In this sense, migrant populations, asylum-seekers and undocumented people, who are traditionally being targeted by social, economic and political discrimination, emerged once again as central figures to European policy's of converging threat and migration. Language has already stigmatized the migrant communities with labels like "illegal migrants," "cheats," "bogus" and "potential terrorists," and as a result, classifying logic embedded in the contemporary immigration response manifested itself once again in the context of COVID-19 by connecting those populations with crime, contagion and security threats. Thus, to protect Europe from the social, economic and now health-related threats associated with this "othered" migrant figure, borders have been militarized or closed and walls have been built. The exceptionality of the times we are living through led to turning a blind eye toward strengthening exclusionary policies together with the stereotypes that these policies attach to migrant and marginalized populations. Rising xenophobia in Europe normalizes the suffering of populations who cannot afford to be immobile even in the "segmented, immobile, frozen space" of the pandemic, as Michel Foucault put eloquently.

However, we need to remember that these labels are not just words but imbued with powerful political meaning that orders people and sets discursive borders against the "unwanted" ones. In some cases (referring to Trump’s framing of some Latin American and African counties as "shithole countries"), not only the populations but even the countries from which migrant populations are fleeing have been subjected to this labeling in a way that will legitimize securitization agendas underpinned with ethno-nationalist and xenophobic tendencies. The labels attached to the migrant populations particularly delink the situation from the complexity of circumstances these populations are fleeing from and oversimplify it. As a result, the labels legitimize and sustain policies withholding thousands of migrants’ access to protection and rights, but more significantly, they articulate populist agendas deploying ethno-nationalist European identity and serve to enhance their influence on increasingly securitized and exclusionary immigration policies.

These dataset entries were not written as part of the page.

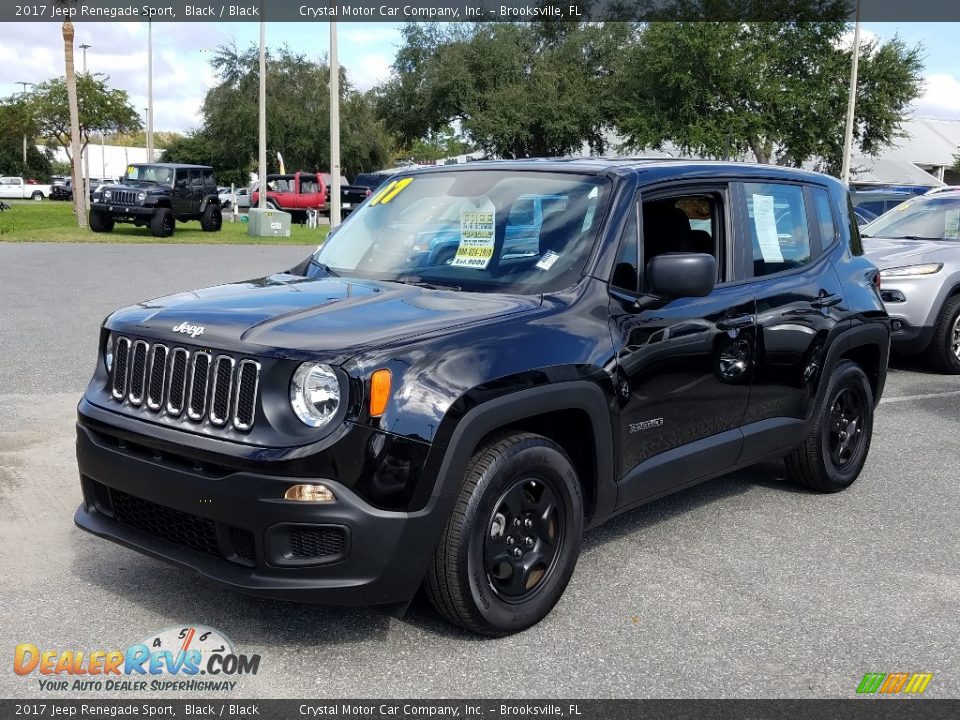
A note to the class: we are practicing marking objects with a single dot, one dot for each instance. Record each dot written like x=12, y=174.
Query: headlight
x=315, y=394
x=108, y=354
x=927, y=269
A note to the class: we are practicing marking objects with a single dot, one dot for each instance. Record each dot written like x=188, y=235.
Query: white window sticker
x=548, y=259
x=951, y=225
x=477, y=236
x=766, y=226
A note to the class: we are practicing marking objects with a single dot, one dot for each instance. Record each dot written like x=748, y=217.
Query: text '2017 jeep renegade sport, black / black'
x=369, y=421
x=158, y=196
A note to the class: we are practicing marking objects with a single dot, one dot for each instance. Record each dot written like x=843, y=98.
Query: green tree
x=298, y=118
x=517, y=90
x=775, y=90
x=17, y=123
x=101, y=109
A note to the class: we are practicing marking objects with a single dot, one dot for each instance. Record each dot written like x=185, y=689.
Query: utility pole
x=262, y=172
x=85, y=149
x=24, y=84
x=149, y=91
x=334, y=128
x=851, y=102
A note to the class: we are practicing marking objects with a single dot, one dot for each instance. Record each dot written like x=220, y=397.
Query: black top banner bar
x=476, y=10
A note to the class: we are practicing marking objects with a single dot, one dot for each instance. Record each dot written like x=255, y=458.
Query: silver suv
x=917, y=248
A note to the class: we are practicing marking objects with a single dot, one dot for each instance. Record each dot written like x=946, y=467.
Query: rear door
x=799, y=304
x=683, y=369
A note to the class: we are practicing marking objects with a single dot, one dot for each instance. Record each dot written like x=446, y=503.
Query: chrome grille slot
x=199, y=381
x=138, y=372
x=158, y=376
x=122, y=197
x=248, y=384
x=121, y=355
x=178, y=382
x=222, y=390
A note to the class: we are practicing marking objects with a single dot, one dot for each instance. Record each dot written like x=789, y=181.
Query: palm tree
x=79, y=201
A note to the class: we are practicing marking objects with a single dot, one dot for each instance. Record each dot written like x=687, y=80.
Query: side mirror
x=676, y=275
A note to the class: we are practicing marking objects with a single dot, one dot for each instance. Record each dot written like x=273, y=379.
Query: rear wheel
x=944, y=351
x=212, y=219
x=512, y=543
x=831, y=458
x=163, y=223
x=100, y=221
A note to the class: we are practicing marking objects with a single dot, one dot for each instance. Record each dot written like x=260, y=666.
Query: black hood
x=334, y=317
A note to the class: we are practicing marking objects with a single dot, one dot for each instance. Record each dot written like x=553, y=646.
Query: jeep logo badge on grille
x=187, y=329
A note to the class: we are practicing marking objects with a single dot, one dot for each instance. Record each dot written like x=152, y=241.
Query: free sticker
x=477, y=235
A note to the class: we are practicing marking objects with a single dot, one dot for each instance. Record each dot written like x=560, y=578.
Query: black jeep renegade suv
x=158, y=195
x=372, y=420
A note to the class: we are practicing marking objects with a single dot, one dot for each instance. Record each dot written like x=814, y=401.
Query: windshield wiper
x=324, y=268
x=428, y=285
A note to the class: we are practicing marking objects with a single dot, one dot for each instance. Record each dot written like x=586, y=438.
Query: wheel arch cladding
x=574, y=414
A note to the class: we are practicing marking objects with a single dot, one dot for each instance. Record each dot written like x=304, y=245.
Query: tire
x=100, y=221
x=944, y=351
x=162, y=224
x=832, y=456
x=474, y=580
x=212, y=219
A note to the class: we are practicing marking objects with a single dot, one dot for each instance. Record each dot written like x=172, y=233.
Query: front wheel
x=831, y=458
x=511, y=545
x=944, y=351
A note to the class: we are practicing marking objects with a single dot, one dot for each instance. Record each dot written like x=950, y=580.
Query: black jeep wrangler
x=159, y=195
x=373, y=420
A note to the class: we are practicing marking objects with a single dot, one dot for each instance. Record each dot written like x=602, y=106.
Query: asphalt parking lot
x=742, y=587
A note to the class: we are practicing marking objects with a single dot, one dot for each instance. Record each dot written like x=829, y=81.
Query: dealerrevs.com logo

This pandemic reveals an obvious truth. People who have been subjected to prejudices and discrimination are suffering the most. The data from the United States points to this fact by showing the disproportionate impact of the virus on African Americans. The Associated Press (AP) recently showed that the death rate among African Americans who have contracted the virus is disproportionately high when compared to other races. It is notable that although African Americans only make up 14% of the population surveyed, 30% of the total deaths in the country were from the African American community. In fact, this should come as no surprise as socioeconomic inequalities are prevalent among white and black communities in the U.S.

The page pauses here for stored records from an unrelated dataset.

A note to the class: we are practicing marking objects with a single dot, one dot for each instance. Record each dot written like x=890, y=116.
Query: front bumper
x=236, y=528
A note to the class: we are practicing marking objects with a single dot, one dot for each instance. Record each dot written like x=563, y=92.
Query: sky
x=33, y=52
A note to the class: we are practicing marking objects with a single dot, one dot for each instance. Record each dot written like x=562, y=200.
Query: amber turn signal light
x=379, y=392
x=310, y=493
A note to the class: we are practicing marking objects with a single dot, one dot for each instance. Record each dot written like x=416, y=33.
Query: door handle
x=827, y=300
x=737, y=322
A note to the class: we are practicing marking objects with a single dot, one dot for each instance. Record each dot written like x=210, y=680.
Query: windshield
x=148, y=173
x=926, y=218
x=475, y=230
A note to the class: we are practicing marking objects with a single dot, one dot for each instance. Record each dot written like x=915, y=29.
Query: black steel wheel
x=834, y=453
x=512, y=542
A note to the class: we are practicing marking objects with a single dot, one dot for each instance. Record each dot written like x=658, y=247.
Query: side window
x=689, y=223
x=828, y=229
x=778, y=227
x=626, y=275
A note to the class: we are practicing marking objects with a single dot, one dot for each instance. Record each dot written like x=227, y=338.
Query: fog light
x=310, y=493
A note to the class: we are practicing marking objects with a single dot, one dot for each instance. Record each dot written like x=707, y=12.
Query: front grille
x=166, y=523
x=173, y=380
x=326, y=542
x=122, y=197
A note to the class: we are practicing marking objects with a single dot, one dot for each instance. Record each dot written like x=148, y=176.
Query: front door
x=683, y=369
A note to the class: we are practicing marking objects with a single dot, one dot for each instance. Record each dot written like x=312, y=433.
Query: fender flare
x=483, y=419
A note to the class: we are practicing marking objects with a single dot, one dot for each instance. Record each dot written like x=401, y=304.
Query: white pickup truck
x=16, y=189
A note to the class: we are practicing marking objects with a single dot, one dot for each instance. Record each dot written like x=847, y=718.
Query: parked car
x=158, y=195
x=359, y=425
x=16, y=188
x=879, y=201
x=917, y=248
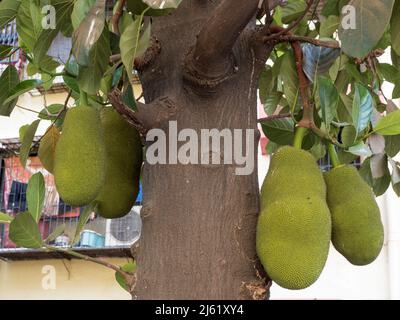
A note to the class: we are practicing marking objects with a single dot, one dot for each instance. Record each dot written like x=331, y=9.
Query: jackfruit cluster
x=123, y=163
x=98, y=158
x=294, y=226
x=357, y=230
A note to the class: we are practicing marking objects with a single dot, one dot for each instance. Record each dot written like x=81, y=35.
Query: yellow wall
x=84, y=280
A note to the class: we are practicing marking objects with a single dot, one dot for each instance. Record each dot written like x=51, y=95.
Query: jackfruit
x=80, y=157
x=357, y=230
x=294, y=227
x=124, y=157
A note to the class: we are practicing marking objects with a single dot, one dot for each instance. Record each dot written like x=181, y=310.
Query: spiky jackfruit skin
x=123, y=164
x=294, y=227
x=357, y=230
x=80, y=157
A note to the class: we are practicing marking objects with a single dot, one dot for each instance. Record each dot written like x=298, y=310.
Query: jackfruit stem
x=83, y=99
x=299, y=137
x=333, y=155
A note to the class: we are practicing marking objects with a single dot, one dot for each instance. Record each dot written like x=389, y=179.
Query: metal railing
x=97, y=233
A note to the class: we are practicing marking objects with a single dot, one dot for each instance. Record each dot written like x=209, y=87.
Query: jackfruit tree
x=321, y=70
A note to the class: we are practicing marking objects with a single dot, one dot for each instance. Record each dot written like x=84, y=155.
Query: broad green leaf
x=89, y=78
x=24, y=231
x=58, y=231
x=329, y=26
x=361, y=150
x=162, y=4
x=35, y=195
x=8, y=11
x=280, y=131
x=389, y=125
x=47, y=148
x=5, y=218
x=27, y=142
x=395, y=27
x=81, y=9
x=392, y=145
x=290, y=78
x=89, y=32
x=51, y=112
x=389, y=72
x=132, y=46
x=363, y=105
x=329, y=99
x=29, y=22
x=23, y=87
x=293, y=10
x=370, y=22
x=379, y=164
x=8, y=81
x=349, y=136
x=130, y=268
x=83, y=219
x=317, y=60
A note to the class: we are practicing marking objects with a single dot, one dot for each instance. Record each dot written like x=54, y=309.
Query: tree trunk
x=199, y=221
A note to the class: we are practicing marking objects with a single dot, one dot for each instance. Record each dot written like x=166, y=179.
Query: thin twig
x=328, y=44
x=308, y=110
x=275, y=117
x=283, y=31
x=117, y=16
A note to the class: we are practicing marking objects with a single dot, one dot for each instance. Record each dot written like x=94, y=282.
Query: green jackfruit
x=294, y=227
x=357, y=230
x=124, y=157
x=80, y=157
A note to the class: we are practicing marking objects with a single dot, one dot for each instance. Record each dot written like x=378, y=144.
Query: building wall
x=74, y=279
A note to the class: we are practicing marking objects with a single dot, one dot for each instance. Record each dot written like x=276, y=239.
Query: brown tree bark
x=199, y=221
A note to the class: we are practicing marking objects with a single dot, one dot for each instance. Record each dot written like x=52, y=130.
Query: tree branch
x=308, y=110
x=147, y=116
x=210, y=61
x=117, y=16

Indeed, the virus does not discriminate, but socioeconomic disparities among different groups of race, class and immigration status account for the difference in mortality rates. Groups with multiple racialized identities like African Americans in the U.S. who are labeled by their race as well as their social class are already more visible among the victims of the virus. The higher overall average of health conditions like obesity, diabetes and asthma among the African American community of the U.S. highlights the disinvestment in the community and underlying levels of economic and racial disparity in the country.

Departing from this fact, it is a great risk that populations like the Roma or asylum-seekers at Europe’s borders may share the same fate soon. The migrant and marginalized populations already live in overcrowded places and unhygienic conditions lacking adequate access to health services, clean water and sanitation. The urgency to act is crystal clear, but what is even more important is to think of strategies to destigmatize these populations as sensitivities of hygiene heightened at the time of COVID-19 will be hard to remove in the post-COVID-19 era. It is possible that associating hygiene-related threats to certain people would add to the adverse impact of labels that are already attached to them.